Over the summer, the student organization SEALDs lit a fire under Japan's political establishment, sparking activist fervor among the nation's hitherto dormant youth over moves to ease the conditions under which Japan can go to war. The group's influence spread beyond its target demographic as MOTHERs, MIDDLEs, OLDs and others picked up placards to protest the government's security bills and other perceived challenges to Japan's postwar pacifism.

In August, that fire spread beyond Japan's borders with the formation of OVERSEAs, a loose collective that aims to unite Japanese-speaking people who want to support specific domestic causes from outside the country. One of the group's founders, Shin Yamaaki, 44, an anti-nuclear activist and award-winning journalist, says Japanese people living overseas were already working together before SEALDs (Students Emergency Action for Liberal Democracy) exploded onto the scene. However, it was the success of the student group that inspired many of these far-flung groups to unite under the OVERSEAs umbrella.

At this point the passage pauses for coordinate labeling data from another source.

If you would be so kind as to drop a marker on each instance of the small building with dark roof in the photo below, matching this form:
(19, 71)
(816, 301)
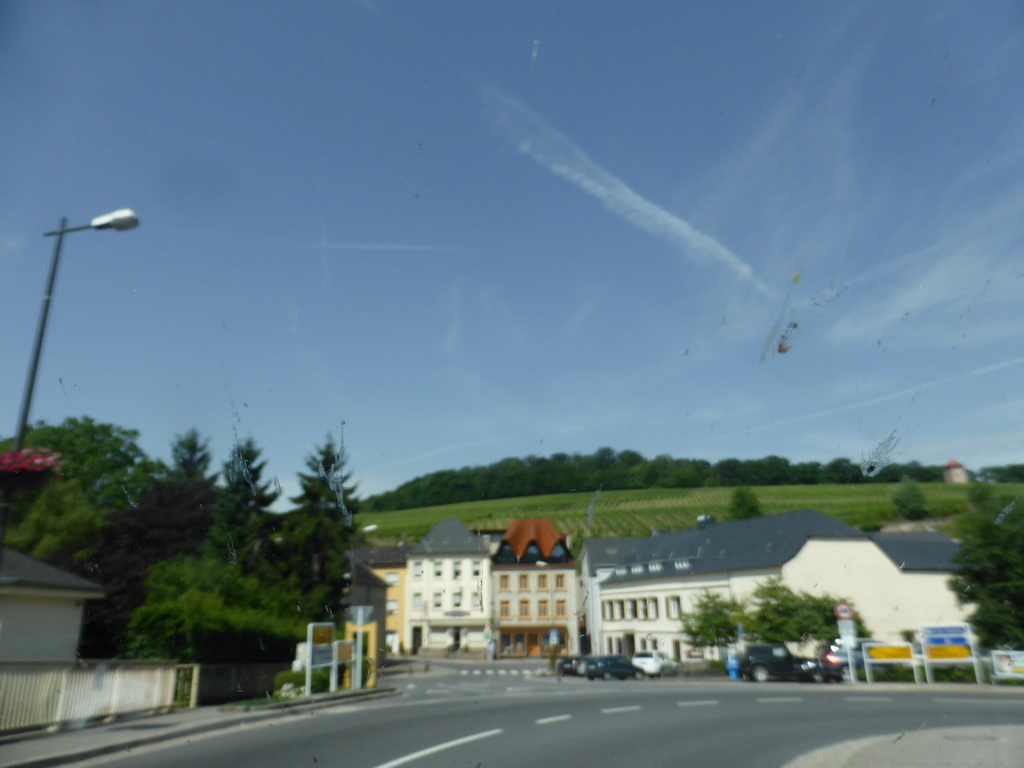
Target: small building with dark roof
(40, 609)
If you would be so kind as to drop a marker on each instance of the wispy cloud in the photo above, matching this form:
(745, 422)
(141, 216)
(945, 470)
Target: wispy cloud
(550, 148)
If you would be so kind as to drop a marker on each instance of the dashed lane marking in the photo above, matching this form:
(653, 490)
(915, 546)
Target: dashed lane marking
(438, 748)
(554, 719)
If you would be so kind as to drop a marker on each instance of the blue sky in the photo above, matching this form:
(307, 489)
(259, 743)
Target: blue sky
(473, 230)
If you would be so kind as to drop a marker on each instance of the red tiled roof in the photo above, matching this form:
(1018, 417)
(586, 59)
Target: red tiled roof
(539, 529)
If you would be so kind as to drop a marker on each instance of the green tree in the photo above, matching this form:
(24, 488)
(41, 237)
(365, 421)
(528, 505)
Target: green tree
(317, 537)
(241, 528)
(743, 504)
(200, 610)
(714, 621)
(909, 500)
(989, 571)
(112, 470)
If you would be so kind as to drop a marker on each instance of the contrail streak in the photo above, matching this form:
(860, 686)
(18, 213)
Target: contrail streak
(553, 151)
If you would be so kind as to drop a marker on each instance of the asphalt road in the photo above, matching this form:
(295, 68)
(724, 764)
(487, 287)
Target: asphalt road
(453, 719)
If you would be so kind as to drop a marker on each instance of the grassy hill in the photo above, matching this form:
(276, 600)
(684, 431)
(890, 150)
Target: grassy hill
(636, 512)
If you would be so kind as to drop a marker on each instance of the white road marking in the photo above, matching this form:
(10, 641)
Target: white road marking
(978, 700)
(555, 719)
(438, 748)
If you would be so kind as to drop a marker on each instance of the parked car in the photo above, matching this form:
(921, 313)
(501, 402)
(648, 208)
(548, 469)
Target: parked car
(835, 663)
(609, 667)
(654, 664)
(569, 666)
(763, 662)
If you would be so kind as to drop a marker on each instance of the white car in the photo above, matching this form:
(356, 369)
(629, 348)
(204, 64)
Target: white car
(654, 664)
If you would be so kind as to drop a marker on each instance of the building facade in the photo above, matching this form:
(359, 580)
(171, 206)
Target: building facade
(535, 591)
(896, 582)
(448, 593)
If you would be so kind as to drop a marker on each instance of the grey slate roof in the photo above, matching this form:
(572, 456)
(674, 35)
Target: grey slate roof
(603, 553)
(738, 545)
(924, 550)
(451, 538)
(17, 569)
(375, 555)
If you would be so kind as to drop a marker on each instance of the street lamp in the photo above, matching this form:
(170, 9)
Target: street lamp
(120, 220)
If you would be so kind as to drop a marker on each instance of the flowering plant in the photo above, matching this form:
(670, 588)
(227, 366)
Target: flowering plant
(31, 460)
(28, 469)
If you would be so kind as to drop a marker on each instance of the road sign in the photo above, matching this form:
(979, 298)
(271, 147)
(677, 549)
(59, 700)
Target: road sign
(844, 610)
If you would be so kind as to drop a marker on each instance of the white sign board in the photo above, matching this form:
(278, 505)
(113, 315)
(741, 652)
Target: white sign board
(1008, 665)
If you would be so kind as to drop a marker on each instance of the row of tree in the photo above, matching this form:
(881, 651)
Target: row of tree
(194, 564)
(608, 469)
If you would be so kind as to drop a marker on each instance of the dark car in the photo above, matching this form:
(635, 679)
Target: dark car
(609, 667)
(836, 664)
(763, 662)
(569, 666)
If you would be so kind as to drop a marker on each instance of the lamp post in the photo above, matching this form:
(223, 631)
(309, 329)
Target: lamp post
(119, 220)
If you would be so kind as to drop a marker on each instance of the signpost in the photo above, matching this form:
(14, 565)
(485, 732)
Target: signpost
(359, 615)
(320, 640)
(948, 644)
(848, 633)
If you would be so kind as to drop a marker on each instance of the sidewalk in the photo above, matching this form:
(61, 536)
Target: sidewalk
(991, 745)
(48, 750)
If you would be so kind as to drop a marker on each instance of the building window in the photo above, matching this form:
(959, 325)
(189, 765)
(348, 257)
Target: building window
(675, 607)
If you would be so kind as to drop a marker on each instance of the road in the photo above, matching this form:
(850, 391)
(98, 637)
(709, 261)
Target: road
(454, 717)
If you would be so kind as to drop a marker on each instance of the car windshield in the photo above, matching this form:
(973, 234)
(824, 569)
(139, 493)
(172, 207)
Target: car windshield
(512, 330)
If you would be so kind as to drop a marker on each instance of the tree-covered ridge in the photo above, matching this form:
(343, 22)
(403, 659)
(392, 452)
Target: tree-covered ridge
(610, 470)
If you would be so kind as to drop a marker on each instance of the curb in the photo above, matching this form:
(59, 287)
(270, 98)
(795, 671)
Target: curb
(248, 715)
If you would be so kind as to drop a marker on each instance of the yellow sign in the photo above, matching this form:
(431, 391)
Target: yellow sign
(948, 651)
(323, 635)
(886, 652)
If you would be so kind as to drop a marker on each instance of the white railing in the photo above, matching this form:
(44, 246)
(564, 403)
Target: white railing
(55, 694)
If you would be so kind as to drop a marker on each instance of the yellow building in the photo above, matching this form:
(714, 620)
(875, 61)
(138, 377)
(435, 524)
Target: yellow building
(388, 564)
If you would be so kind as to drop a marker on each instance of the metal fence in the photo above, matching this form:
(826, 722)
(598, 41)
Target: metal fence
(54, 694)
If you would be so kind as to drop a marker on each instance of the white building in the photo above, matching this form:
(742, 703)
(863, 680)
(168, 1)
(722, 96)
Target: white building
(448, 592)
(896, 582)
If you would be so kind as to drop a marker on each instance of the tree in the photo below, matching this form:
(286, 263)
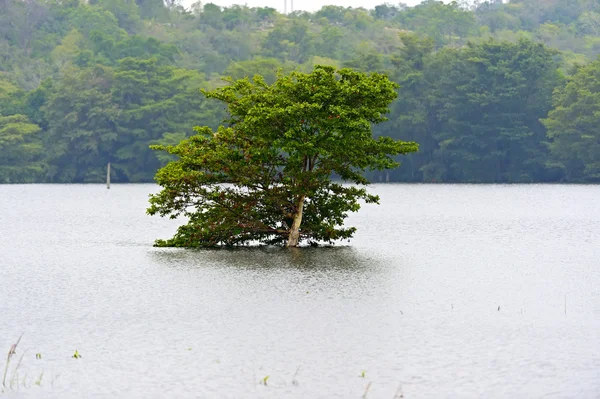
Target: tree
(20, 150)
(266, 177)
(489, 99)
(574, 126)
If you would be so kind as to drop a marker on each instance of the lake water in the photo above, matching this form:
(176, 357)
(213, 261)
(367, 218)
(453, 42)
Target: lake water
(453, 291)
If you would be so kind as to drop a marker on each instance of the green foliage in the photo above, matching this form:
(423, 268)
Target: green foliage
(104, 79)
(574, 126)
(268, 175)
(20, 150)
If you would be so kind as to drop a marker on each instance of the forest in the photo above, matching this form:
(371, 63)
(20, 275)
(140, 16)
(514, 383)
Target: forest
(492, 91)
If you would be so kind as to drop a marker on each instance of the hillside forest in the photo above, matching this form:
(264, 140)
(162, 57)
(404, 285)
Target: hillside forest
(496, 92)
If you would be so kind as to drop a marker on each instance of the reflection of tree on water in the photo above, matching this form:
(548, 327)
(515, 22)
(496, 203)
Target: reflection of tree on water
(256, 258)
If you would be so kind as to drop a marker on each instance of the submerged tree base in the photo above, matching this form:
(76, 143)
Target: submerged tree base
(266, 179)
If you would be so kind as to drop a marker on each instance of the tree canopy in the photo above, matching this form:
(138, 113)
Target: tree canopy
(267, 176)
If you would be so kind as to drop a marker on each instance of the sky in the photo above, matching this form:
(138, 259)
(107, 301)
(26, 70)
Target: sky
(305, 5)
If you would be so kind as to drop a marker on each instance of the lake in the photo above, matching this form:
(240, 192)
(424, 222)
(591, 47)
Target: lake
(453, 291)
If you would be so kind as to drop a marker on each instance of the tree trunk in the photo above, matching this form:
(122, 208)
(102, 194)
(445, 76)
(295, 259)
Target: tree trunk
(294, 236)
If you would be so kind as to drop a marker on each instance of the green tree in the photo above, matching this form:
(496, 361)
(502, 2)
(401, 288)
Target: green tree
(267, 177)
(574, 126)
(21, 150)
(81, 125)
(488, 99)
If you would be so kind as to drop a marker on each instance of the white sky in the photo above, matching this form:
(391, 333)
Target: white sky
(306, 5)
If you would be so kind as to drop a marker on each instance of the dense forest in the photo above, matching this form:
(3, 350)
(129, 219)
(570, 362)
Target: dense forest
(492, 91)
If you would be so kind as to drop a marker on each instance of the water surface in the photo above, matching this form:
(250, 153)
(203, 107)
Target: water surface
(451, 291)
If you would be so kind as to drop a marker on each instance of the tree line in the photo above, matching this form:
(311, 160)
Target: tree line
(491, 91)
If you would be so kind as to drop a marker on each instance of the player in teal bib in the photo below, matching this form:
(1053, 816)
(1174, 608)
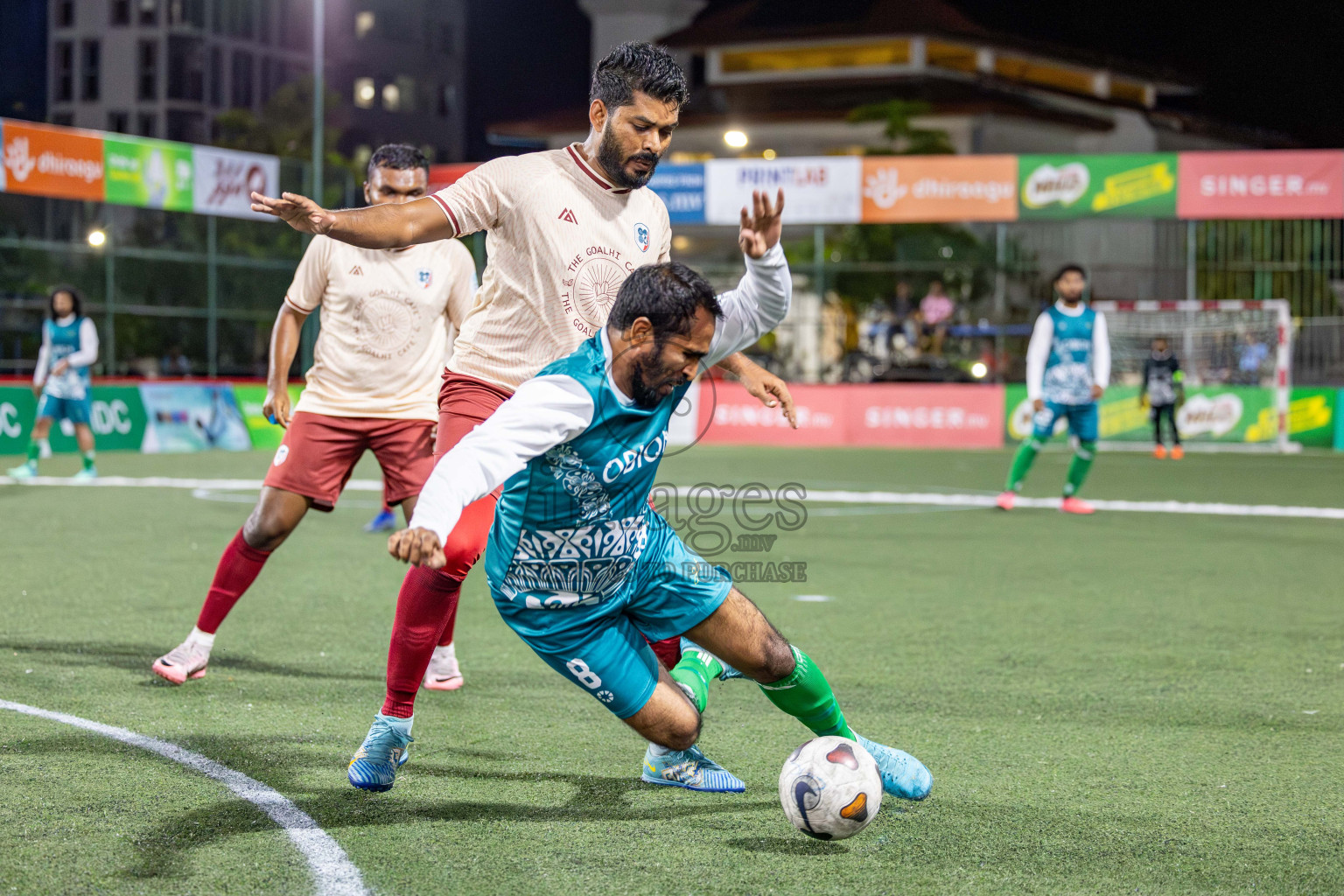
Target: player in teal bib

"One reason that OVERSEAs is growing so quickly is that there were already many regional groups forming all over the world to support the anti-nuclear movement, especially after the March 11 disaster," she says, referring to the triple disaster that struck Tohoku in 2011. "With the rising popularity of groups like SEALDs in Japan, the small pockets of Japanese activists living abroad wanted to become united into one network to make their voice stronger."